Throughout the world, sacred places have always played a vital role in human civilisation. Very often, we visit these religious sites when travelling - monumental churches, ancient synagogues, working cathedrals, elegant mosques and much else besides.


The tradition of building communities around places of worship goes back a very long time to the origins of civilisation itself. There seems to be something fundamentally human about our need to gather and reach out beyond ourselves to respond to a divine call.


One of the oldest places of worship known to us today can be found in Eastern Turkey. It is called Gobleki Tepe. A German archeologist, Klaus Schmidt from the German Archaeological Institute (DAI), began digging there in the 1990s. Archaeologists have since unearthed parts of an enormous complex of stone circles formed into rooms dating back nearly 11,500 years ago. This is 7000 years earlier then Stonehenge in the UK or Newgrange in Ireland.


The evidence suggests that hunter-gathers banded together to construct an impressive temple before they settled down to build towns or develop agricultural practices. This is highly significant. In the words of the archaeologist Klaus Schmidt: ‘first came the temple, and then the city’.

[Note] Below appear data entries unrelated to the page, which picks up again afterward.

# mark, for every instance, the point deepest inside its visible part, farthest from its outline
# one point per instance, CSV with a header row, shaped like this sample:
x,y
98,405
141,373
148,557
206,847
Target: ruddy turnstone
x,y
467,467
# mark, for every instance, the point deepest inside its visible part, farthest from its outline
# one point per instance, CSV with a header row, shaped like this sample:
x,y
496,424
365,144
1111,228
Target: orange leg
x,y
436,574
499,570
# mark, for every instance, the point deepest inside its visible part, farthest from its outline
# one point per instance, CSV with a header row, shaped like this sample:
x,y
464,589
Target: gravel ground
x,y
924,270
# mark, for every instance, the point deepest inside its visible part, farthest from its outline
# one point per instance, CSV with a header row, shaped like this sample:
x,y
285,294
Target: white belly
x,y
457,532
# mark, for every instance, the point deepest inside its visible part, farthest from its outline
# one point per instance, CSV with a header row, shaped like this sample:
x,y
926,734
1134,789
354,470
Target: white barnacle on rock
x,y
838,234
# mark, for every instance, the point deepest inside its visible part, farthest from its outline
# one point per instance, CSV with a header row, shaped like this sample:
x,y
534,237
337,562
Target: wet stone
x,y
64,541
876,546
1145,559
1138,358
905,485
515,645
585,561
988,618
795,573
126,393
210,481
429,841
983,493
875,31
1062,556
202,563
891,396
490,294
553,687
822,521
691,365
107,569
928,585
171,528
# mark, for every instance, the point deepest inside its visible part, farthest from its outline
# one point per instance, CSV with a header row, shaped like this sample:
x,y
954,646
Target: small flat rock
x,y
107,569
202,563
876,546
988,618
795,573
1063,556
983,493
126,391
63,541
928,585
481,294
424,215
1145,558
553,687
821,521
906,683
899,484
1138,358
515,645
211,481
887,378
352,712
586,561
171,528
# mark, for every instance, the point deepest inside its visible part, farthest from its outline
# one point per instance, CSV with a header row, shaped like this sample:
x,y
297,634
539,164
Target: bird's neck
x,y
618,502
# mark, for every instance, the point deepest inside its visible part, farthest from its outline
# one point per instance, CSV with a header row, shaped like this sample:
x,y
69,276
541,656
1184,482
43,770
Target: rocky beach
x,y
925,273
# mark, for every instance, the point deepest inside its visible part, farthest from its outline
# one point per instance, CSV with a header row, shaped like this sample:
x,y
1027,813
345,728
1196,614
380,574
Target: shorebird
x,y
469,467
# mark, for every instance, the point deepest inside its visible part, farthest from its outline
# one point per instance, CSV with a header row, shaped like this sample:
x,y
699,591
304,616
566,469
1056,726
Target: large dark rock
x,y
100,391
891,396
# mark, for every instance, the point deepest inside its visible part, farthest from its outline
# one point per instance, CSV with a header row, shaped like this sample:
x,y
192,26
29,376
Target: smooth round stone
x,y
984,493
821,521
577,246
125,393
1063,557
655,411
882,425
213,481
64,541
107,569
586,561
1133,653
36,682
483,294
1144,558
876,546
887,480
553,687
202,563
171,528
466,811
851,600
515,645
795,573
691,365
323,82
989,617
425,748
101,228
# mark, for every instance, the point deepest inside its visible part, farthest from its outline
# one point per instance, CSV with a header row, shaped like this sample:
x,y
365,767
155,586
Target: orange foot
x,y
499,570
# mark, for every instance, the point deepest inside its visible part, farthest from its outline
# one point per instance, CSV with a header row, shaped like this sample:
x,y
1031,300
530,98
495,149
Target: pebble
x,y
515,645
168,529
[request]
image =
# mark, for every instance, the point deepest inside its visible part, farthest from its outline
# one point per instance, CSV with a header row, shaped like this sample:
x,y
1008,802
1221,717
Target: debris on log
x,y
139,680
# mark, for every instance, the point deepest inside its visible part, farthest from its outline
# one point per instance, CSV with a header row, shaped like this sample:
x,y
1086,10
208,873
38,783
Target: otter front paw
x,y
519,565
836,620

Just imagine it for a moment. Long before towns existed, small groups of nomadic people came together into larger groups to build a religious structure. Around the temple, civilisation gradually developed.

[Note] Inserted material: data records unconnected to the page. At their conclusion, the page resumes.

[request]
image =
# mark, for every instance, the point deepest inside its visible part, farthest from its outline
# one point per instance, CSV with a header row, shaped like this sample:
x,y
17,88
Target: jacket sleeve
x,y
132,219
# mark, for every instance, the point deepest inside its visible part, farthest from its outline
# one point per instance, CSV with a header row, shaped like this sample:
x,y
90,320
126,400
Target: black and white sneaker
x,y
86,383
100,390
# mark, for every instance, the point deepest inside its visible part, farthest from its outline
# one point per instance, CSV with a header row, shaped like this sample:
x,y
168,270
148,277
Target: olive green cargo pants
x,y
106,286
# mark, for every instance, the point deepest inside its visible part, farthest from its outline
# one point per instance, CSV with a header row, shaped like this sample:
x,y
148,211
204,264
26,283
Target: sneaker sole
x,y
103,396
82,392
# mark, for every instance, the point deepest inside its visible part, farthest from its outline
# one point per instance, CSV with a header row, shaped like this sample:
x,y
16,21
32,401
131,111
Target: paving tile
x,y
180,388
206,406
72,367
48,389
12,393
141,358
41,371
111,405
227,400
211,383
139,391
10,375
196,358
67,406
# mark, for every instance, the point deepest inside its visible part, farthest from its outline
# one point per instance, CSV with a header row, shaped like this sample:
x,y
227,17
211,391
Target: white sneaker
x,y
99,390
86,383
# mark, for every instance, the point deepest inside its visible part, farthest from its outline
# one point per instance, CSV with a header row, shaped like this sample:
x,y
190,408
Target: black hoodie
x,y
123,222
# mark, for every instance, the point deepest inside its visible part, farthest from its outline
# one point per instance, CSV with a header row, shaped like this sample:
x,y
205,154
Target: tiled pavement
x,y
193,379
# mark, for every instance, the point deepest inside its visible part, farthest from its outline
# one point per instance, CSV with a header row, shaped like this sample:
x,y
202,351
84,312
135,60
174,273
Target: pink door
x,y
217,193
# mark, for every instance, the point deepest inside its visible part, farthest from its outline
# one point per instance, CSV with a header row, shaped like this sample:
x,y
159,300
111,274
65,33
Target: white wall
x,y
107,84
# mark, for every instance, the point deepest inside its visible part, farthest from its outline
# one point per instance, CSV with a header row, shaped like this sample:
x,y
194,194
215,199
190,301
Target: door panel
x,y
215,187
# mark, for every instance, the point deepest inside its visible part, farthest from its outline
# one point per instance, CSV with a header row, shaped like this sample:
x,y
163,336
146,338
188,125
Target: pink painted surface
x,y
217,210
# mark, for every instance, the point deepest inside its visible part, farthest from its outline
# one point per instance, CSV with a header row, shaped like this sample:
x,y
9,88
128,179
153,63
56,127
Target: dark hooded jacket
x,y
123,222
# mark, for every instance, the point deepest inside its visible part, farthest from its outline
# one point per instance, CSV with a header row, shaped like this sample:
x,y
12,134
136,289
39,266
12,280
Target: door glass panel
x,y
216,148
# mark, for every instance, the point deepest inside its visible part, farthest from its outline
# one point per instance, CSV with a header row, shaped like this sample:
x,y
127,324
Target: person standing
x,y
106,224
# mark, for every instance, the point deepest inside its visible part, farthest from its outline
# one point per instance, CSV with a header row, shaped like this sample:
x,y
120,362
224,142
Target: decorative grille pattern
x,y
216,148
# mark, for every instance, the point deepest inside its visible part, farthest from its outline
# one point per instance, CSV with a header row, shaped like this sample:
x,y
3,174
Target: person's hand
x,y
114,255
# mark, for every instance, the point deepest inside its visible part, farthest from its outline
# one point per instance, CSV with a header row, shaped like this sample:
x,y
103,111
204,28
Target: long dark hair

It has long been thought that the first cities only developed once agriculture had become established. But now, archaeologists are seriously considering the possibility that it was the human search for sacred meaning that first brought people together in large groups. As they gathered to build a temple, agricultural practices subsequently developed to feed the larger numbers of people involved.

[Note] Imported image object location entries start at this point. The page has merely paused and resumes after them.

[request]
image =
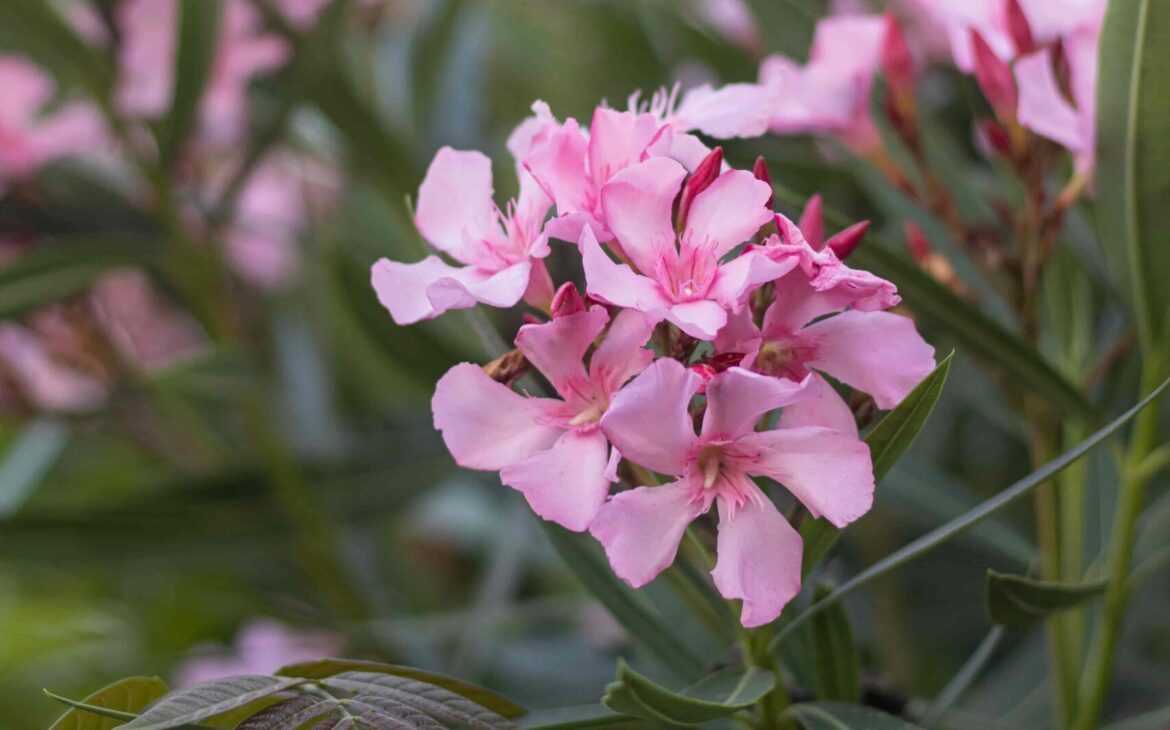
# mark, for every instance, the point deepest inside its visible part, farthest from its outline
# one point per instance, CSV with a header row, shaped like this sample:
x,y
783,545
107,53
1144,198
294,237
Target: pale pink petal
x,y
556,348
737,398
566,483
641,529
638,207
487,425
880,353
647,420
828,472
621,353
1043,108
728,213
825,408
758,559
455,202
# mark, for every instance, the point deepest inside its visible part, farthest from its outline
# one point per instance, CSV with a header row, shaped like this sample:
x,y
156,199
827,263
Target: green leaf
x,y
199,23
1133,157
329,667
844,716
427,698
586,560
207,700
1017,600
110,706
715,696
838,672
887,441
970,518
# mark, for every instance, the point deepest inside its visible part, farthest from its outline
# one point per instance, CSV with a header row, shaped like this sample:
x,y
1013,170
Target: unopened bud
x,y
844,242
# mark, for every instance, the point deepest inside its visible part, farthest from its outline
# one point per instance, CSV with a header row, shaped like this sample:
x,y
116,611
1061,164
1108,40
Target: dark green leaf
x,y
1133,157
207,700
715,696
887,441
838,675
329,667
1017,600
844,716
110,706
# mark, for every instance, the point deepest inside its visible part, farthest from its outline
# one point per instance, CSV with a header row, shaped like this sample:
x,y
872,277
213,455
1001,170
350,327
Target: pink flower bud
x,y
844,242
568,301
995,77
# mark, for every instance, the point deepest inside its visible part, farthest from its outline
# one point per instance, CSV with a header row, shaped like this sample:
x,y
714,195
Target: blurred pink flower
x,y
33,133
758,550
262,646
679,277
551,450
501,249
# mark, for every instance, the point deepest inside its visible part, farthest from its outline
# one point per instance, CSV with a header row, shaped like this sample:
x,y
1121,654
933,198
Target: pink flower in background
x,y
758,550
681,277
262,646
551,450
33,133
501,249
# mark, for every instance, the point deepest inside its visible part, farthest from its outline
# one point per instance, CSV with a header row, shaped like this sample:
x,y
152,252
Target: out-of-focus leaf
x,y
1018,600
887,441
199,23
838,674
844,716
329,667
715,696
1133,157
207,700
123,700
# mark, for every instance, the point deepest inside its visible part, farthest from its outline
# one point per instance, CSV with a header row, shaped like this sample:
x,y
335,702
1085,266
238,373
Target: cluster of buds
x,y
704,312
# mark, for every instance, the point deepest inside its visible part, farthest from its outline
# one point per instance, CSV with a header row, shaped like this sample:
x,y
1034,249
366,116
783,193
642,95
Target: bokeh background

It is well understood that established religion can foster human creativity and innovation. Just think of the influence of Christianity on architecture, art, literature, medicine and science. But now it seems that this connection between religion and innovation goes back to the very beginning of civilisation itself. This is what the archaeologist’s words signify: ‘first came the temple, and then the city’.


The word religion comes from the Latin word ‘Re-Ligare’ meaning to rebind or reconnect. When we remember that we all came from God, we strive to reconnect with God, with each other and with all creation.


Historians have sometimes pondered if the biblical account of the Garden of Eden represented the difficult transition of people from a hunter-gatherer existence where available food was found in the landscape to the more demanding agricultural jobs of yearly planning, tilling and reaping. A few writers even suggest that the site of Gobleki Tepe is the original site of the Garden of Eden. These speculations cannot be proven, but they do open our hearts in new ways to the significance of events described in the Bible.


In Genesis, the creation accounts can be seen in terms of temple imagery. God builds a temple out of the dust of creation and creates man in the image and likeness of God, a living temple to minister to creation. From humble origins, civilisation develops. So again, we have: ‘first came the temple, and then the city’.


In Exodus, a tabernacle is constructed. In First Kings, instructions for the building of the Temple of Solomon is given. In the Gospels, Jesus foresees the tearing down of the temple that ultimately leads to the creation of a new temple by Christ – a living temple – for we are a temple of God and the Spirit of God dwells in us (cf. 1 Cor 3:9).


From the first moment of the creation of modern humans through the dawn of human civilisation to the development of today’s global society, God has played a vital role in human affairs.


The Bible offers us insights into the unfolding story of human history from the garden temple to the cross and into the future to the ends of time itself. This is the sacred account of God’s love for creation. It begins with a temple and ends with a holy city.